Yesterday we didn't get as far as Gender Politics 201: gender-neutral pronouns. People have been making things up in this area for more than 100 years. It wrecks ma head at the moment: I feel mighty smug about getting trans-pronouns sorted; gender-neutral is another day's work. Here's a list for you to get your tongue around: E; Ey; Hou; Hu; Peh; Per; Thon; Ve; Xe; Yo; Ze; Ze; Zie; Sie; Zhe. Me, I use s/he when I remember, but haven't sorted the possessives his/hers yet.
As a teacher, in a position of authority and in loco parentis in some sense, it is surely easier to start the term with "Hi students, this is Quantitative Methods 101, my name is Bob, my pronouns are Priv[ilege]and Sir". It's a bit like my apology for now being too blind to recognise my students out of class. It's better to lay this stuff out at the beginning, to start a conversation, to suggest that I may be crass and oafish [and certainly ironic] in my interpersonal relationships but I'm not wilfully cruel or offensive. A lot of young people have been bullied at school, a smaller fraction have done the bullying and the largest section of all is those who stood by while it was going on. Having a conversation at the start lays down the implicit rule that there will be no such crap on Cap'n Bob's watch. Shamefully 20% of people feel bullied at work among 'adults'. More Bloboprevs on bullying.
We got some [TMI! I cried in my head] insight into what the trans process involves. There are only two qualified gender reassignment consultants in Ireland and the waiting times are as long as other elective surgery - 18-24 months in limbo on top of a lifetime of gender dysphoria.
You can get to inhabit the body that fits with two sorts of intervention:
- hormones [various modes of administration] also has a 18-24 month lag-time, and costs €200/3mo if you go private because you can't wait
- surgery [not only 'down there' but in around the chest and elsewhere: facial feminization therapy].

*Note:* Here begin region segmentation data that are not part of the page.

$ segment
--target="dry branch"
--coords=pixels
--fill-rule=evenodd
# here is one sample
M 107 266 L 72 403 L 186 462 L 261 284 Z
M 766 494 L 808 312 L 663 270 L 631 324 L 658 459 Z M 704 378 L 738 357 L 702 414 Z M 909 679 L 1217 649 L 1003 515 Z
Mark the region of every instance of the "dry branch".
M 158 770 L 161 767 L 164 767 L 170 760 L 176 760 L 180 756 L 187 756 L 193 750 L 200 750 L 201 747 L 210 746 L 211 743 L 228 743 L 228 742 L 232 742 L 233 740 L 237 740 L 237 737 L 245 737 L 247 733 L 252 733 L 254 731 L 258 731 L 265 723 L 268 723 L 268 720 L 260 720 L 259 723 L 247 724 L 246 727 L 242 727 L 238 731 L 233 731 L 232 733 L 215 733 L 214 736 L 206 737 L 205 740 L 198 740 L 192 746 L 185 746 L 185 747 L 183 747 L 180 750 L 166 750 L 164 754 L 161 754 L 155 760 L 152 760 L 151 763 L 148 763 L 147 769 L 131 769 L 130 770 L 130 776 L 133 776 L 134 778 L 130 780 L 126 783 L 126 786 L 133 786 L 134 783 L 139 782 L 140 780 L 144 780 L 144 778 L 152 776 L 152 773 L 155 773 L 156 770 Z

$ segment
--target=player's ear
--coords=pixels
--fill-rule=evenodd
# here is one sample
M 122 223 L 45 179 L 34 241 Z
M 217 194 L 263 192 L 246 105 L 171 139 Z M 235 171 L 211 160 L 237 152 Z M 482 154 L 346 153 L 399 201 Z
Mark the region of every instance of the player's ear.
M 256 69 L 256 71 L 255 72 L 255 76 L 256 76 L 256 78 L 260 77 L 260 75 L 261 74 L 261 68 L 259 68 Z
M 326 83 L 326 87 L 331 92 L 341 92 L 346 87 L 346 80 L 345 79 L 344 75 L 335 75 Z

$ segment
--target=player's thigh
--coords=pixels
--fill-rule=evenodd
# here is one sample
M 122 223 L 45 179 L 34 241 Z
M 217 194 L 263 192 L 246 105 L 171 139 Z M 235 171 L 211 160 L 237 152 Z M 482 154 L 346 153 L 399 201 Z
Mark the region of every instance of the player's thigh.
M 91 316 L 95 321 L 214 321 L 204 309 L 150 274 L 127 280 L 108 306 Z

- you get bullied all through school
- you can't use the available toilets
- clothes shopping is fraught
- you can't get a good haircut
- suicide attempts are 3x more likely;
- self-harm is 2x more likely;
- stress, anxiety and depression 4x more likely;
Whoa! Where did that come from? That sounds quite cross and judgemental. But it's not really; it's acknowledging that Trans people, The Gays, HomeEddies are not defined by being Other, they are just like other folk except in this one dimension: cross, kind, selfish, generous, lazy, honest, faithless, thoughtful, avaricious, diverse and, well, wonderful in that diversity.